La justicia y la paz se besan (Salmo 85, 10-13)
Durante mucho tiempo, después de la Segunda Guerra Mundial, se habló de desarme y las economías se prepararon para el proceso de reconversión de la industria bélica en industria civil.
Parecía que por fin se estaba haciendo realidad el sueño mesiánico de Isaías (2,4) y Miqueas (4,3): «Él juzgará a las naciones y será árbitro entre muchos pueblos. Forjarán sus espadas en arados y sus lanzas en hoces; un pueblo no levantará más la espada contra otro pueblo, ni se adentrarán más en el arte de la guerra». Era casi el amanecer del periodo escatológico cuando el ángel «agarró al dragón, la serpiente antigua —es decir, el diablo, Satanás— y lo encadenó por mil años» (Apocalipsis, 20,2).
Ahora, por desgracia, la actualidad nos hace asistir al inicio del camino inverso: las industrias civiles en crisis -especialmente las automovilísticas- están a punto de convertirse en industrias militares. Porque son más rentables.
En este retorno parece destacar la Alemania de la coalición del Canciller Friedrich Merz, que, con la excusa de llevar ayuda a la Ucrania invadida, pretende resolver la crisis de Volkswagen fabricando armas en lugar de automóviles.
El Anticristo se toma la revancha. Lo hace con astucia, porque da a entender que este retorno de los arados a las espadas se produce en nombre de la búsqueda de la paz; o, mejor aún, para ser más creíble: en nombre de la paz justa.

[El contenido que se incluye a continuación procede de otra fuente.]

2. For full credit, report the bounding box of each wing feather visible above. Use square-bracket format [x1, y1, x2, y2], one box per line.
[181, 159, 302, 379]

No importa si, en nombre de una justicia afirmada, se puede desatar una guerra destructiva del mundo y, por lo tanto, una anulación de la vida que es el presupuesto de la virtud ética de la justicia. No importa si lo que más interesa es el negocio de la paz.

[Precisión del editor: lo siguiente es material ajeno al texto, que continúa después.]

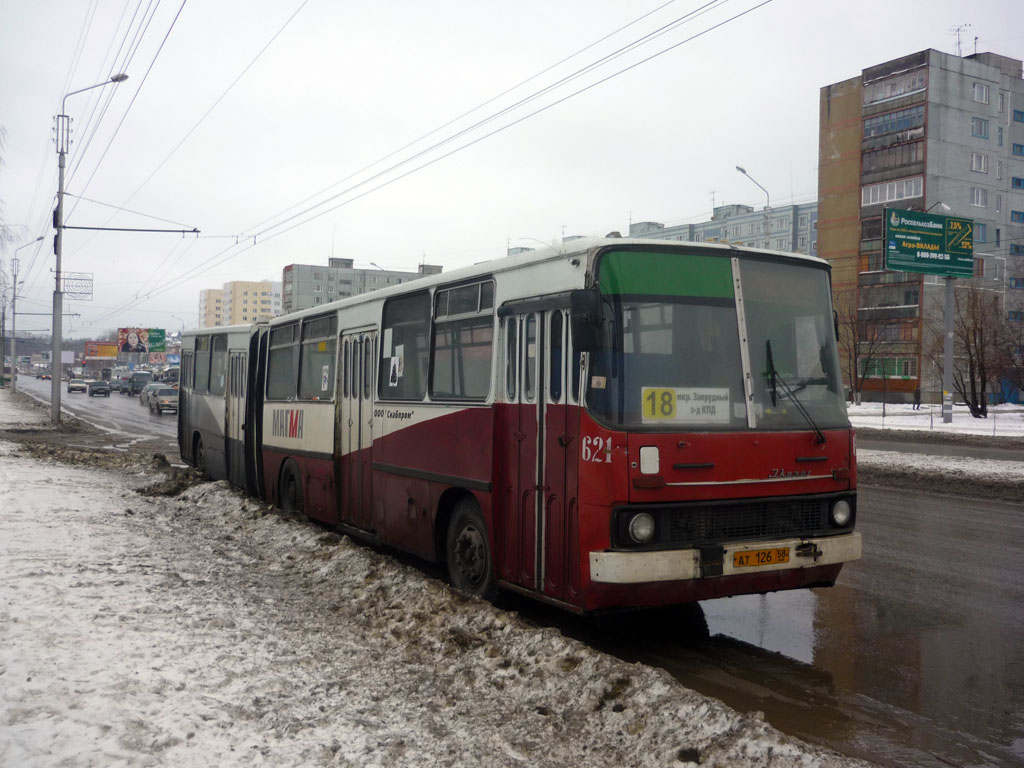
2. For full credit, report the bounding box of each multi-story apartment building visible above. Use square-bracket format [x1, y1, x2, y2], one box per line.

Desde el tiempo mesiánico se vuelve así al tiempo gobernado por el Príncipe de este mundo, o Anticristo, que persuade poniendo en práctica el astuto engaño de transportar el eschaton en el tiempo, exigiendo en la historia la superposición de la paz y la justicia, que solo coincidirán perfectamente al final de la historia, cuando «la misericordia y la verdad se encontrarán, la justicia y la paz se besarán» (Salmo, 84,11), es decir, se unirán perfectamente.
El
versículo del salmo —como recordarán los supervivientes de la era del
Papa Pío XII— era el lema de aquel Papa que, llamándose Eugenio Pacelli, jugaba
con la asonancia de su nombre con la paz (Paz-Pacelli).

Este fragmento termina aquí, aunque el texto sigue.